If that happens then the MOSFETs can get hot and even burn out.

How We Should Fix the Heat Issue

If we use high current IRF3205 MOSFETs or similar ones, then they will heat up if we do not give them a heatsink.

So we must fix a big aluminum heatsink to the MOSFETs to keep them cool.

If we are making a high-power inverter (more than 1000 W) then we should also attach a cooling fan on the heatsink.

If the MOSFETs get too hot to touch then it means there is some issue and we need to check the circuit again.

How We Should Power the Circuit

The Arduino part runs on 5V and the MOSFETs need 12V or more to work.

So we must never connect 12V to Arduino, or it will burn instantly!

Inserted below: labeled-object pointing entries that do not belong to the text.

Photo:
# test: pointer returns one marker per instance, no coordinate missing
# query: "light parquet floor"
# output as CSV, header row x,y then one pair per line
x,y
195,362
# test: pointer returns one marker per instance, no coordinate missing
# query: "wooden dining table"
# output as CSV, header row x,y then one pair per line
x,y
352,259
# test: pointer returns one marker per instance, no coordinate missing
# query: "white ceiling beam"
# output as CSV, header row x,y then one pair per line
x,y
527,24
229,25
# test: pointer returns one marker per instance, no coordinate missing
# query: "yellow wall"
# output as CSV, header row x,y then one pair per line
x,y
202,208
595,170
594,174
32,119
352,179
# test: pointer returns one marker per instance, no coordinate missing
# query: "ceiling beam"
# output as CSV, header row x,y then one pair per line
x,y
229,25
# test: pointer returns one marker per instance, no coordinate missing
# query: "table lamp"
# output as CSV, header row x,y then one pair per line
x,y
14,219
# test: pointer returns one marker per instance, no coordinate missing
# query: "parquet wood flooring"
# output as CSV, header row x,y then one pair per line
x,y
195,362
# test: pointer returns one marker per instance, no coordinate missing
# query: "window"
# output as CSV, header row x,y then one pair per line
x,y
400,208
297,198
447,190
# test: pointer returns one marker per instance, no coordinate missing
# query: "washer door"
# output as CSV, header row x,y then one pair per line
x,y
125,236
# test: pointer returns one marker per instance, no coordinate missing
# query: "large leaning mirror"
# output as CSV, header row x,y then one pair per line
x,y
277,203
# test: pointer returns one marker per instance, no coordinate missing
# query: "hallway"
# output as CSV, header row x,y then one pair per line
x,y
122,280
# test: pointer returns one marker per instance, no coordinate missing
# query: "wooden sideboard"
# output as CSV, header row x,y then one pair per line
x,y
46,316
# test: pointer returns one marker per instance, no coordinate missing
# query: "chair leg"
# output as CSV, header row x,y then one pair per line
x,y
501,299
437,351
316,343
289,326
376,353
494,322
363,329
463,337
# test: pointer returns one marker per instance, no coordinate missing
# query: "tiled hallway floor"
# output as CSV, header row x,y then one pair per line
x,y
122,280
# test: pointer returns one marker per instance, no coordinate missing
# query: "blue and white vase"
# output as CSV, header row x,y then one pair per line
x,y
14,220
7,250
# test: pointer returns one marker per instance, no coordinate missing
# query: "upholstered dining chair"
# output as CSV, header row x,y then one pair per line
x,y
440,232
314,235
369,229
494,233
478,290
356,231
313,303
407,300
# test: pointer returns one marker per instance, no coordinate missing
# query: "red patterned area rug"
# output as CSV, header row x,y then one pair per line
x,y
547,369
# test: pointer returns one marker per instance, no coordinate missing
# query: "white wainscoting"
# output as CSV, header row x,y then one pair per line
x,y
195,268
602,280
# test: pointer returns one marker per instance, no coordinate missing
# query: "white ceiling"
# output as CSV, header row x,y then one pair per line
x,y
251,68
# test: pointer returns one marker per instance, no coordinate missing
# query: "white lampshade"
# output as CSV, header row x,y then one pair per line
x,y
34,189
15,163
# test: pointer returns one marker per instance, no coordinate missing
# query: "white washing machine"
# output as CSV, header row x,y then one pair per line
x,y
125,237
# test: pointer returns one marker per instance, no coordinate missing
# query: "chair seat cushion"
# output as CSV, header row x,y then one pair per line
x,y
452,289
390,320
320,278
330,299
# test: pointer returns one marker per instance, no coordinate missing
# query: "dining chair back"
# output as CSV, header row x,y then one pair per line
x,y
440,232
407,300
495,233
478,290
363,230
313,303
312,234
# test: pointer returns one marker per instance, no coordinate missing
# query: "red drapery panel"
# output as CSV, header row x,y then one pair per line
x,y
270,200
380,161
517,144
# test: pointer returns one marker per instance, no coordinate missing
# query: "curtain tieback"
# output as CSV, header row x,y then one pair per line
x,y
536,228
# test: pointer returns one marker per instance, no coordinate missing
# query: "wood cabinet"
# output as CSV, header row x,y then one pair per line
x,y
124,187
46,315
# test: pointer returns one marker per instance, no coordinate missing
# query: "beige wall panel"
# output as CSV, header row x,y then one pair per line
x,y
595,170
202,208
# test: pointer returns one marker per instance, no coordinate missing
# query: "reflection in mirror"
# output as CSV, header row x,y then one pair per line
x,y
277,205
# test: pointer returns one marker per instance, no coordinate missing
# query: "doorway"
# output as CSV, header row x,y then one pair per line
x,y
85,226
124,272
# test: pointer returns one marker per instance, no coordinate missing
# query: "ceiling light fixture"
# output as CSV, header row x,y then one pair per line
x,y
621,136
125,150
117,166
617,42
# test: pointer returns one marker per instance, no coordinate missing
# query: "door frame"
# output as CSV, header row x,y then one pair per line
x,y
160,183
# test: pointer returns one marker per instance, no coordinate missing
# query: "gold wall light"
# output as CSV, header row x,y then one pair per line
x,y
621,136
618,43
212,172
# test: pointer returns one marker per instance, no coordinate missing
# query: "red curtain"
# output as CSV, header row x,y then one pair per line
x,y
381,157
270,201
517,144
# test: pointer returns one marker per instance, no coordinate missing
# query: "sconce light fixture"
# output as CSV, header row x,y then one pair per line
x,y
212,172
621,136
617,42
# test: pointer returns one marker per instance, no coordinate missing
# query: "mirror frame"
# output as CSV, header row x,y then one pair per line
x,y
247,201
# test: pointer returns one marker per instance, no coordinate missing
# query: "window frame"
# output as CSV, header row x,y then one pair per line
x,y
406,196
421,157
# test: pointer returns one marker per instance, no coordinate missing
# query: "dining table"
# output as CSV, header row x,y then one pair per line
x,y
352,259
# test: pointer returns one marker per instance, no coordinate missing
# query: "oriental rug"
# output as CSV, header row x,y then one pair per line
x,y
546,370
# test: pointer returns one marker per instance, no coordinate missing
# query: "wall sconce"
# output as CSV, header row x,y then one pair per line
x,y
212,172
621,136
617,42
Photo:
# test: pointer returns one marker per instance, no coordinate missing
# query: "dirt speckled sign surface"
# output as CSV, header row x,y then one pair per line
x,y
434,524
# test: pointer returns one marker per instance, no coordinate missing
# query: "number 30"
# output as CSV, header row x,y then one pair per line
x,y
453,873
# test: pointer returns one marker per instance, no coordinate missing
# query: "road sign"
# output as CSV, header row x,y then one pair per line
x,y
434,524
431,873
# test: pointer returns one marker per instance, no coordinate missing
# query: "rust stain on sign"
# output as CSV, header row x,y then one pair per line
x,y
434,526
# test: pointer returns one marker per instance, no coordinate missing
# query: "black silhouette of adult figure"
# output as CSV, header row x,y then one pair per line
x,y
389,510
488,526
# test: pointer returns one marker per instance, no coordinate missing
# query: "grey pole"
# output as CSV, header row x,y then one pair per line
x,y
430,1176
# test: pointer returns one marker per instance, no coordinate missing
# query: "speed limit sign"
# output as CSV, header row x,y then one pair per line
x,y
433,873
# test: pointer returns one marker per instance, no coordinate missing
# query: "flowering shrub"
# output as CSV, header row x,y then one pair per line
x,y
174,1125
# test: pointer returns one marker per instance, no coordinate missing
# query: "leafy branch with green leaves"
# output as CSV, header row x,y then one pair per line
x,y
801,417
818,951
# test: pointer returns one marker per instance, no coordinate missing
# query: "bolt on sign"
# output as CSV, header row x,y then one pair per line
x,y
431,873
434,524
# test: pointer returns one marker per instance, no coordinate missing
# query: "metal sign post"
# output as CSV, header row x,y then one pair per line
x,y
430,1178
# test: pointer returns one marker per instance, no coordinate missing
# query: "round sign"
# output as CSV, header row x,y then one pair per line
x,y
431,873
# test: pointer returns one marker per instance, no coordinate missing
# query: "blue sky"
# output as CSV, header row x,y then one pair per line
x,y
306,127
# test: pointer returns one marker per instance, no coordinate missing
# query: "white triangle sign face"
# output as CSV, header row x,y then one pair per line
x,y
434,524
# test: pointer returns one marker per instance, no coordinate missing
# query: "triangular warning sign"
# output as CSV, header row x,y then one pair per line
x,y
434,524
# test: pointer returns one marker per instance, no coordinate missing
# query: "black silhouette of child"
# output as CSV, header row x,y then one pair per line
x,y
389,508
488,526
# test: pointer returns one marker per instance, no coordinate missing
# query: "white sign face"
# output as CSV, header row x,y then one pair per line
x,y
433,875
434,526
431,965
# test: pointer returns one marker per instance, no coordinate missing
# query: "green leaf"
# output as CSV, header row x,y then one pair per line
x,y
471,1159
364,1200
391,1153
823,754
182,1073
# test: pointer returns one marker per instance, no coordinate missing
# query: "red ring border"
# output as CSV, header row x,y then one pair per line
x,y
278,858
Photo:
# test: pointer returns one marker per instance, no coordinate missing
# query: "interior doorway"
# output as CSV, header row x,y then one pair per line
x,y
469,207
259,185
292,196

The IR2110 ICs need two power supplies:

12V for the high-side MOSFETs

5V for the logic section

If we mix up these power lines then the circuit will not work properly and the MOSFETs will not switch correctly.

How We Should Connect the Wires

The ground (GND) connection is super important. If the ground wiring is weak or long, then the circuit may behave weirdly.

We should use a common ground for all parts, meaning the Arduino ground, IR2110 ground and MOSFET source ground must be connected together.

If we see the circuit behaving strangely (like the output flickering or MOSFETs getting warm without a load), then we should check the ground connections first.

How We Should Check the Circuit Before Powering It Up

Before we switch ON the power we must double-check all connections to see if everything is correct.

If we have a multimeter then we should use it to check the voltages at different points before inserting the MOSFETs.

We will strictly need an oscilloscope so that we can check the SPWM signals coming from Arduino to see if they look correct.

How We Should Test the Circuit Carefully

The best way to test this circuit safely is by starting with a low voltage.

Instead of 12V we can first try with 6V or 9V to see if the MOSFETs are switching correctly.

If the circuit works well at low voltage then we can slowly increase to 12V and finally to the full voltage.

If we suddenly apply full voltage and something is wrong then something may burn out instantly!

So we must test step by step and keep checking for overheating or wrong behavior.

How We Can Add a Filter for a Smoother Output

This circuit makes an AC output using PWM but it is still made of fast pulses.

If we want a clean sine wave then we must add an LC filter at the output.

This LC filter is just a big inductor and a capacitor connected to the output.

The inductor removes the fast switching pulses and the capacitor smooths out the waveform.

If we do this properly then we can get a pure sine wave that is safe for appliances.

How We Should Protect the Circuit from Damage

We should always add a fuse in series with the power supply.

If something shorts or a MOSFET fails then the fuse will break first and save the circuit from burning.

If the MOSFETs fail then sometimes they fail shorted (meaning they always stay ON).

If that happens then huge current can flow and damage the transformer or other parts.

So it is always good to check the MOSFETs using a multimeter before applying high power.

Conclusion

So here we saw how we can make a sine wave inverter using just Arduino and an H-Bridge MOSFET circuit. We used IR2110 MOSFET drivers to properly switch the MOSFETs and PWM control from Arduino to generate our sine-modulated AC.

Now one thing to remember is that this output is still made of fast-switching pulses so if we need a pure sine wave then we must add a LC filter at the output to smooth it out.

But overall this is a very practical and easy way to make a sine wave inverter at home!